You know, the Japanese do not eat sushi or tempura routinely. Those dishes are reserved for special occasions.
Japanese guest, at my brother-in-law’s Thanksgiving party.
The Chamorros have a few dishes that are signatures, and as my family encountered them a number of times during the Thanksgiving holidays, I thought it appropriate to introduce these dishes in context. In almost all cases where we were served food, the centerpiece of the meal, the first thing on the table was a finadene sauce. I’ve spoken of finadene before. It’s a sauce based on soy sauce, lemon juice (or vinegar), scallions, and boonie peppers. Finadene is a ubiquitous flavoring component in the Marianas, found even in the local Kentucky Fried Chickens. In the absence of boonies, my wife has had good luck with Thai (bird) peppers. But Thais can be 50,000-100,000 Scoville units in heat, while Professor Marutani of the University of Guam has shown me quotes that place the heat of the boonies in roughly the same range as jalapeno peppers, or about 4000 Scoville units. To note, my wife usually freezes her Thai peppers first.
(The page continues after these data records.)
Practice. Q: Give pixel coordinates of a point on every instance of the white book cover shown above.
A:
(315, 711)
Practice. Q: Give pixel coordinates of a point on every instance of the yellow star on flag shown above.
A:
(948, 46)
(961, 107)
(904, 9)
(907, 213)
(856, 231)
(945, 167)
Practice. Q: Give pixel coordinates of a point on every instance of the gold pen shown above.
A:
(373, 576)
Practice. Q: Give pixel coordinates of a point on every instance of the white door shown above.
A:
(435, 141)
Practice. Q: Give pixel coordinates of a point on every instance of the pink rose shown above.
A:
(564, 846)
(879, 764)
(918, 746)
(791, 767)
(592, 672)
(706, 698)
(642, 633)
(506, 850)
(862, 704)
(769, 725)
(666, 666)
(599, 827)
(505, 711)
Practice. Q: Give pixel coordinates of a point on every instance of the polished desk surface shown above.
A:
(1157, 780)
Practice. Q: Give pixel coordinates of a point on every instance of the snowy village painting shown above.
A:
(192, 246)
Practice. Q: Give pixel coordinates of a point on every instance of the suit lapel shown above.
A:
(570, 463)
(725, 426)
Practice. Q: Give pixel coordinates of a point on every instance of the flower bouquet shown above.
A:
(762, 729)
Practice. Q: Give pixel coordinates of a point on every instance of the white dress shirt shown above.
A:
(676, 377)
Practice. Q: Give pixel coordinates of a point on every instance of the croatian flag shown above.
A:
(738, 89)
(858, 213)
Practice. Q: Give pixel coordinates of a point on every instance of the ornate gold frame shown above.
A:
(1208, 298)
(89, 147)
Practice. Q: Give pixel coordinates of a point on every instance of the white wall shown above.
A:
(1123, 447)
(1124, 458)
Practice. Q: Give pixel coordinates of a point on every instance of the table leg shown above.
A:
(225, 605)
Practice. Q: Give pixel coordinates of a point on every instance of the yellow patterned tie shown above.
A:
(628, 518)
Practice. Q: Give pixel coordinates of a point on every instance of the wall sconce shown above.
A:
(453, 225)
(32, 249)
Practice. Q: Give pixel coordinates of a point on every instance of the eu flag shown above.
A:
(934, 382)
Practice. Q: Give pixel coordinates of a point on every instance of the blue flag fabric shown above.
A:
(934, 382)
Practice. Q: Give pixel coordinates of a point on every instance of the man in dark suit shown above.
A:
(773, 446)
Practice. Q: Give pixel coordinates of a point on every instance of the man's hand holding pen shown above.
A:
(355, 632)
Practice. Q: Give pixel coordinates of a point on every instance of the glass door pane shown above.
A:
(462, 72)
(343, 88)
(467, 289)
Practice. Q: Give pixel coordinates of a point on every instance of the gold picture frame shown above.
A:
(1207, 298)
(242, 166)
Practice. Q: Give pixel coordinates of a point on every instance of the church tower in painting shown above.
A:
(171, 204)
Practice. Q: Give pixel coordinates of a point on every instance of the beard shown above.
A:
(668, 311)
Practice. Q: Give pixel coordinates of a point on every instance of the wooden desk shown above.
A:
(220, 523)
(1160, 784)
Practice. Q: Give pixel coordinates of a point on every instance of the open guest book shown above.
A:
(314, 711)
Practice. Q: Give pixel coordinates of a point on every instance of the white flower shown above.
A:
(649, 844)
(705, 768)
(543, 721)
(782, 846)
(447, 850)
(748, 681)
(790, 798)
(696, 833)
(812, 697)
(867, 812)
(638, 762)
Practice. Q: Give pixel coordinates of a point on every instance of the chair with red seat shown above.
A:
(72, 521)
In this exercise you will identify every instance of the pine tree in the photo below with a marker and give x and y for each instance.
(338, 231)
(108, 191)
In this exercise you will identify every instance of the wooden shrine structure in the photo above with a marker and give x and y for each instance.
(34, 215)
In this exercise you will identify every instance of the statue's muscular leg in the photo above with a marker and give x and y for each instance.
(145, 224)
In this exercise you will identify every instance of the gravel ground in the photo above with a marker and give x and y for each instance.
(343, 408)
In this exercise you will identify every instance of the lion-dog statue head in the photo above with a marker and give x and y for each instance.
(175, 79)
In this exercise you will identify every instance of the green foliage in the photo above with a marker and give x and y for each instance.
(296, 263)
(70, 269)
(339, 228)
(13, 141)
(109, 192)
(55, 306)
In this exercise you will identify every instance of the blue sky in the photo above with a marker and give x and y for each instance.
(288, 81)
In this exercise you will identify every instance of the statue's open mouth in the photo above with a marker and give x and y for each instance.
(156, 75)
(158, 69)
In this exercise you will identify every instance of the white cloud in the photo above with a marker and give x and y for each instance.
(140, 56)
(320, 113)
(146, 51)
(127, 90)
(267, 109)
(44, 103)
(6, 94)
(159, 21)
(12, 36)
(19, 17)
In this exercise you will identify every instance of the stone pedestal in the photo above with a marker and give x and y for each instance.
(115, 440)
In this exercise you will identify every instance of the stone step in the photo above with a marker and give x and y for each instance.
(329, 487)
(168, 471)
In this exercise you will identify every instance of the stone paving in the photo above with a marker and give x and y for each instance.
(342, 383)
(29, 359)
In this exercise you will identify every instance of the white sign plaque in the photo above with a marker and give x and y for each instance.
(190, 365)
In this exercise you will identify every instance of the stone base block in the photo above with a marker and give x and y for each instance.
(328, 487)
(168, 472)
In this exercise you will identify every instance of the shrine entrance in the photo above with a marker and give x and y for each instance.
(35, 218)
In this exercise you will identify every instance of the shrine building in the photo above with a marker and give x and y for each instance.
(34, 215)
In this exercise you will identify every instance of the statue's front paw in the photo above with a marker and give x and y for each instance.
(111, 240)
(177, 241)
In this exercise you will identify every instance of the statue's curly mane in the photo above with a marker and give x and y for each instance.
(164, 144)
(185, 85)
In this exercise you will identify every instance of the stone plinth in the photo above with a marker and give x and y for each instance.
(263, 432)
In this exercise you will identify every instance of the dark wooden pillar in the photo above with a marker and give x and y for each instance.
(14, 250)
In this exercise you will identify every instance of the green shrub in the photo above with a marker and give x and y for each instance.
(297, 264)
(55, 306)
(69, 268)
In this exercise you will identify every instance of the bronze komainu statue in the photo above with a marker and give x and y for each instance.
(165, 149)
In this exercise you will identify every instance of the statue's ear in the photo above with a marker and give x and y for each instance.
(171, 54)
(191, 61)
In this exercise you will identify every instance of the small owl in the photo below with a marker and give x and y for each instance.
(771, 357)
Kelaguen is a Micronesean version of ceviche. However, instead of being applied largely to fish, the most common forms of kelaguen are chicken kelaguen (recipes here and here) and beef kelaguen(recipes here and here). This is not a staple, but a side dish and used for special occasions.
Red rice is a staple Chamorro dish, and the rice is colored with the red pigment of the achiote bean. The blog Scent of Green Bananas has an excellent article on Chamorro red rice. The bean imparts a subtly different flavor to the rice, which I can only describe as “duskier” or “darker”. This kind of red rice is not the same as Japanese red rice, which is sweeter and more a dessert. Achiote (or achote) can usually be purchased at places with a strong Hispanic influence, such as Atlanta’s international markets.
A Micronesian cultural resource I’ve recently encountered is the Guampedia. They have placed online dozens of recipes. Among other things, more exotic forms of kelaguen (venison, yellowfin) are presented among the recipes.